Ki bu durumda da şu ayetle uyarılır:
-Allah YANISIRA TANRI OLUŞTURMA!..
Sonra aşağılanmış ve kendi başına bırakılmış olursun… (17-22)
İşte bu konuda ikinci bir uyarı daha:
-"Allah" YANISIRA TANRI EDİNME!. (28-88)
Yani varolan gerçek mutlak varlık "Allah" iken; sen "Allah" kavramından gaflete düşüp, "Allah" ismiyle işaret edilen varlığı ötende bir TANRI sanıp; böylece bir TANRI edinmiş durumuna düşme!..
Ötede, ya da ötende bir tanrı kabul etmek suretiyle, farkında olmadan "Allah" kavramı ve anlamı dışına çıkarak "tanrı" kavramı içine girersin…
Böylece de Kur'an-ı Kerim'in açıklamış olduğu "vahdet" idrakından kendini mahrum etmiş olursun…

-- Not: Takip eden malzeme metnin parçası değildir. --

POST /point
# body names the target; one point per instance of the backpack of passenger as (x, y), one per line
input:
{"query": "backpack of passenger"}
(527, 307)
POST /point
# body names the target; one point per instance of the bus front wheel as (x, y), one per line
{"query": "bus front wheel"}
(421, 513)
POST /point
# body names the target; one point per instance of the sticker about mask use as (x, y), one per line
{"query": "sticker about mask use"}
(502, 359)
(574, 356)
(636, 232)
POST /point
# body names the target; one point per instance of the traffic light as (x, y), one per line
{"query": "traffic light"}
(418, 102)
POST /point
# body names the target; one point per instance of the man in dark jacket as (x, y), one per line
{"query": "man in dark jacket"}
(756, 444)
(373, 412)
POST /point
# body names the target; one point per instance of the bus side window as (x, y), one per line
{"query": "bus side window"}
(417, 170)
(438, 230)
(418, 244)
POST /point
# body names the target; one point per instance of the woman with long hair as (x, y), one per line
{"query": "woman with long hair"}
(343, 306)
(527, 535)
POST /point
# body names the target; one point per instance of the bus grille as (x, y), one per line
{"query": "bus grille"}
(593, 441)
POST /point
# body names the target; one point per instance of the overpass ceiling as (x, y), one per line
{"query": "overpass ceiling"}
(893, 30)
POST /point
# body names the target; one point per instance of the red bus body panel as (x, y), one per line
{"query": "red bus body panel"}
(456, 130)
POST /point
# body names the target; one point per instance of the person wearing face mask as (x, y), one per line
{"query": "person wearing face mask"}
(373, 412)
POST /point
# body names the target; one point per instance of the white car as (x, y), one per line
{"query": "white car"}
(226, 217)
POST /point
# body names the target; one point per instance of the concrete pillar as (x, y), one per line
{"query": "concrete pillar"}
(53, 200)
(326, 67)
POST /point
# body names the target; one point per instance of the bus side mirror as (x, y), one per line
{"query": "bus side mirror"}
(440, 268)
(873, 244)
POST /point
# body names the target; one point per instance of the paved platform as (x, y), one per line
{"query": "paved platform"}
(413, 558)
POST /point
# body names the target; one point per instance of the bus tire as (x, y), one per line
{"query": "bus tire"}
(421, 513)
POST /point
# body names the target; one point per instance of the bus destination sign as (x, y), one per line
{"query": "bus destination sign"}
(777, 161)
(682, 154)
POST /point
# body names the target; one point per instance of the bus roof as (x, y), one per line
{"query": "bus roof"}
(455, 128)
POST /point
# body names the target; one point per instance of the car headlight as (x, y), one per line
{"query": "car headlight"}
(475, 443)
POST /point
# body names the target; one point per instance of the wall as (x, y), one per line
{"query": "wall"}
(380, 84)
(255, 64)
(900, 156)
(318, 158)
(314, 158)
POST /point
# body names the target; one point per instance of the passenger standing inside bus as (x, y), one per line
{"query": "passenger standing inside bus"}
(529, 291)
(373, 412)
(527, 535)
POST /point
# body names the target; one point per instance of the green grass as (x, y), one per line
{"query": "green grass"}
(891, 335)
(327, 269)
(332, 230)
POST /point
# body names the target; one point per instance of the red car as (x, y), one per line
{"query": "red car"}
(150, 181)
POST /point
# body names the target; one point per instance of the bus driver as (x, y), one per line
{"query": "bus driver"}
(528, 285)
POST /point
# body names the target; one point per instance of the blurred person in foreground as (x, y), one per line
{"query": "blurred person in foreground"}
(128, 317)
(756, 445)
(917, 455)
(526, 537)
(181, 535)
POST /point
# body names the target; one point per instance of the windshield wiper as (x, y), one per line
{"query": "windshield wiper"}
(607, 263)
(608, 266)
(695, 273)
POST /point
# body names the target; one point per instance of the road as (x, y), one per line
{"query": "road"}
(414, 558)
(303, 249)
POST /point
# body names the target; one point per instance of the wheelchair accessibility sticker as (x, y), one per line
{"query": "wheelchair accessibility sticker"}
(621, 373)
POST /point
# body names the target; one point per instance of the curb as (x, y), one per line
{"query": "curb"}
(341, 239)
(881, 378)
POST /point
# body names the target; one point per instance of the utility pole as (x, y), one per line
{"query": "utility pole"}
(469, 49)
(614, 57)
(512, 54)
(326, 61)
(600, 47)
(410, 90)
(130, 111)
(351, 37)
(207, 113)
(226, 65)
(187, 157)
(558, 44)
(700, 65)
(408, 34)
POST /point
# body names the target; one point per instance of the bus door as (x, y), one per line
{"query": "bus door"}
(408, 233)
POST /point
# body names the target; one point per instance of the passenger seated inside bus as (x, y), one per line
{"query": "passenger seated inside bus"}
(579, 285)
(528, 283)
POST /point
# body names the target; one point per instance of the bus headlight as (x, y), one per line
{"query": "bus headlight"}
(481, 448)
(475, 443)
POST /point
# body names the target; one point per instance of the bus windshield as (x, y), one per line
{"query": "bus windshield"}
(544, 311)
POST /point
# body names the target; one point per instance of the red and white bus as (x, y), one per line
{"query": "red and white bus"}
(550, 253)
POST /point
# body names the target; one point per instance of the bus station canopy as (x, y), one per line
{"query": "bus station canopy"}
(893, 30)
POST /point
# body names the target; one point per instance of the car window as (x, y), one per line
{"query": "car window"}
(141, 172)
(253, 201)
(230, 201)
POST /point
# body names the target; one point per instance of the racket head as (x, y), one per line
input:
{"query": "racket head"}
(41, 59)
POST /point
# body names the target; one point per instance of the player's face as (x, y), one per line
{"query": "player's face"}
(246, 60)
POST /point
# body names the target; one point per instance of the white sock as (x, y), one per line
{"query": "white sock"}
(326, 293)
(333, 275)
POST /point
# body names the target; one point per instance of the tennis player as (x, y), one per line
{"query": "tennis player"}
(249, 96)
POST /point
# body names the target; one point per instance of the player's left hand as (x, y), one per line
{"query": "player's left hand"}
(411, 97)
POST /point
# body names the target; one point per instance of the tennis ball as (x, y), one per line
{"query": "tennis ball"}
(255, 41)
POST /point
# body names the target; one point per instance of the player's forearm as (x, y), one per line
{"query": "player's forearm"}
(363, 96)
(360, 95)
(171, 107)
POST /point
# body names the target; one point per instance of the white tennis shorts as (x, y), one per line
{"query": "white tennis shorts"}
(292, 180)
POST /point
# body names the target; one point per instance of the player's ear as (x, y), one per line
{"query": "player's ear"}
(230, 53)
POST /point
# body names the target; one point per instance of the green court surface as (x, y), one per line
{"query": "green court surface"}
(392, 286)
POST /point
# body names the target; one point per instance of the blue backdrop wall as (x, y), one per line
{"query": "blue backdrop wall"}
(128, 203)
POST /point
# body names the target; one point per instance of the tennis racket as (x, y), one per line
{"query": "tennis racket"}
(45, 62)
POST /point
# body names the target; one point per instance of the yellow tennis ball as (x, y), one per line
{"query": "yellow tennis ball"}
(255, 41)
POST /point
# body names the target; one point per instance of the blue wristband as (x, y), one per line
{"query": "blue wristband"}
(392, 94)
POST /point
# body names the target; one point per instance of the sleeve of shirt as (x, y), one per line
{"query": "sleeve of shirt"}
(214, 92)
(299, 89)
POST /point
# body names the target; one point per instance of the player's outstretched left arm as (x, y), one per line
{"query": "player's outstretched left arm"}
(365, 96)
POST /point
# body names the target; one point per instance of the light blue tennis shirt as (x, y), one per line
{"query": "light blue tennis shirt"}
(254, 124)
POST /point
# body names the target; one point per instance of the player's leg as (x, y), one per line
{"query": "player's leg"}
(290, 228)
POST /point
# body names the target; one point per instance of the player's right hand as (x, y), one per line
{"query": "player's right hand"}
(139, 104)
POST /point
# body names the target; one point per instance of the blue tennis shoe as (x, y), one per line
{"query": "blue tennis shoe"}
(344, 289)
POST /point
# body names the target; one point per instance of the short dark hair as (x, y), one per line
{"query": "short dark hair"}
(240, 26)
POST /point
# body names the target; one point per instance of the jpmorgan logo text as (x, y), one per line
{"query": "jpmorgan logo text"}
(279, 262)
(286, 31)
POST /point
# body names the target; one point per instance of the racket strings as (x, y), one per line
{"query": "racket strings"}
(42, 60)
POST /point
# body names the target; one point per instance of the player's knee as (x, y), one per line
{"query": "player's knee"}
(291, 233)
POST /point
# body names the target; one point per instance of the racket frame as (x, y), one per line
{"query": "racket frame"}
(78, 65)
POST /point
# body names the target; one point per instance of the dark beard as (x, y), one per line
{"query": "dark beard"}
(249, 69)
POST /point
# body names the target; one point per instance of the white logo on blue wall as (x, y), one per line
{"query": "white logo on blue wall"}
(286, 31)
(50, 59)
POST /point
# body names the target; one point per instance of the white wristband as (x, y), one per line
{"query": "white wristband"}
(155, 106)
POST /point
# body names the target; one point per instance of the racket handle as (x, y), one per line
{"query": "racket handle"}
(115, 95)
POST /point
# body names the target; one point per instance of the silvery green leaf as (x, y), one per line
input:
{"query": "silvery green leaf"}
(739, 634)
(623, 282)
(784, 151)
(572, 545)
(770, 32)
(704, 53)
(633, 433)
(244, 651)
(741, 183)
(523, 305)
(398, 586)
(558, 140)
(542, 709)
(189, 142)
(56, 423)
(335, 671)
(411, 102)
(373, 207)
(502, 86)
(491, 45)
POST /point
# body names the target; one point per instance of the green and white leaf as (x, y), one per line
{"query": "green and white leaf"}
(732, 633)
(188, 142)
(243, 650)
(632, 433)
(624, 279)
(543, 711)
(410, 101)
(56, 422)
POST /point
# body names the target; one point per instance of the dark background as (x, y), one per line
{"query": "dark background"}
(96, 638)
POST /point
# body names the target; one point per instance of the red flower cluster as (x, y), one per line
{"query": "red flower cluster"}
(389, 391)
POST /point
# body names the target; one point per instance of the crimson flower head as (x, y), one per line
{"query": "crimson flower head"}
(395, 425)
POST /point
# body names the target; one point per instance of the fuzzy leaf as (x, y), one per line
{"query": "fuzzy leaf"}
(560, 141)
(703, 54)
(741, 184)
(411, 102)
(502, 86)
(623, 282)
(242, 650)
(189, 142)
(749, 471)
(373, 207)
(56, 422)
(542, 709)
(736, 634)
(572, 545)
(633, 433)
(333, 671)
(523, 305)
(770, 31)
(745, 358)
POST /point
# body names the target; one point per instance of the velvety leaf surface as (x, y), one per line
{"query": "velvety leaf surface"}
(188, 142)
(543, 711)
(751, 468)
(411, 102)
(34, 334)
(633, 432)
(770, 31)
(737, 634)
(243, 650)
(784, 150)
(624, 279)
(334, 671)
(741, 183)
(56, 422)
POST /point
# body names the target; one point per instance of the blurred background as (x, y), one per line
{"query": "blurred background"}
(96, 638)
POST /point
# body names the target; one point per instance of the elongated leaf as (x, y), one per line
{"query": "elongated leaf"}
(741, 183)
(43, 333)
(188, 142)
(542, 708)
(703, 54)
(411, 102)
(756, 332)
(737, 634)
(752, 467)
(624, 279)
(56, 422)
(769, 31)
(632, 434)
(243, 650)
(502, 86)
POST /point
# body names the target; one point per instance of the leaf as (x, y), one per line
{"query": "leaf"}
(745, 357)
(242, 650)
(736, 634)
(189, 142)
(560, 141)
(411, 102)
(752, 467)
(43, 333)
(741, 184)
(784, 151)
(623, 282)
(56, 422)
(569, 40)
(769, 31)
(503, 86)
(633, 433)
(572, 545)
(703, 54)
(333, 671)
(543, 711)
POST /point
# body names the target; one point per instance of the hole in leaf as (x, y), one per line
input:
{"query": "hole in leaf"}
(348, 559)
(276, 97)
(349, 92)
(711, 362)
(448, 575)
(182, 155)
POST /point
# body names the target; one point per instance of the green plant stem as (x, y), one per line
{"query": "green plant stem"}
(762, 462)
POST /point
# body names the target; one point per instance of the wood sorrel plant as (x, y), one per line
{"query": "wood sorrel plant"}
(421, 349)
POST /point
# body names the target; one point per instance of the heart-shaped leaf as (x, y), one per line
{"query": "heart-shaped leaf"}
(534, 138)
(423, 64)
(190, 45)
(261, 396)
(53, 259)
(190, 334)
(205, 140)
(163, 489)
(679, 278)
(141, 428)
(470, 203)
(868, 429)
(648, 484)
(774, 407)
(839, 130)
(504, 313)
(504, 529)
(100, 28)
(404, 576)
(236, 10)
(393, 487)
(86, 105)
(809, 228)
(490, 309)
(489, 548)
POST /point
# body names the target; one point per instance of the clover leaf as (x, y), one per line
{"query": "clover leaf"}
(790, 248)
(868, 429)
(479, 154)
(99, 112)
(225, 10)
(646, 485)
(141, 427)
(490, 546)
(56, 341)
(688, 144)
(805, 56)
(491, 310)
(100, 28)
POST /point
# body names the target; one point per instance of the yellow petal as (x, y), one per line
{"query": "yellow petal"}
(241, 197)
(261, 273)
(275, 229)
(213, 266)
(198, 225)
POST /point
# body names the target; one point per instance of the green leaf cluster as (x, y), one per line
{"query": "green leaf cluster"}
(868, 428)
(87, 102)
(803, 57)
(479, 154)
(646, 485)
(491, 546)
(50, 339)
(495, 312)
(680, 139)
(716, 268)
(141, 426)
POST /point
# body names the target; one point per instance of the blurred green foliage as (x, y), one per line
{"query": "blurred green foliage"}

Ve böylece de "nefsine en büyük zulmü yapmış olursun"
Hazreti Muhammed aleyhisselam, "Allah RASULU" olduğunu, almış olduğu vahiy sonucu olarak açıklayıp, artık insanların tanrıya tapmaması için elinden gelen gayreti göstermeye başladı…
"TANRI YOKTUR, SADECE Allah VARDIR" mesajıyla insanlara gerçeği anlatmaya başlayan Hazreti Muhammed'in vurguladığı bu gerçek, KELİME-İ TEVHİD şeklinde formüle edilmişti…
İslam Dininin temelini, "LA İLAHE İLLAllah" sözünün manası oluşturur.
"La İlahe İllAllah" ne demektir?
Bu söz basit olarak ele alınırsa;
"TANRI yoktur sadece Allah vardır" anlamında değerlendirilir…
Eğer kelimelerin anlamı üzerinde durursak…
"La İlahe"; "La" yoktur; "İlahe", TANRI demektir, yani tapınılacak tanrı yoktur, demektir.
Şimdi burada şu noktaya dikkat edelim…
Kelime-i Tevhid, "La ilahe" ile başlıyor… Ve başlangıçta, kesin bir hüküm vurgulanıyor. "Yoktur tapınılacak varlık!"; "la ilahe"!..
Akabinde, bir açıklama geliyor… "İlla" "sadece", "Allah" vardır!..
"İLLA Allah" yani "sadece Allah"!..
Birinci mana olarak, bu cümleden açığa çıkan gerçek şudur…
"Tapınılacak TANRI yoktur"… Evet, burada, kesin olarak, tapınılacak bir öte tanrı olmadığını vurguladıktan sonra, "İLLA Allah" diyor…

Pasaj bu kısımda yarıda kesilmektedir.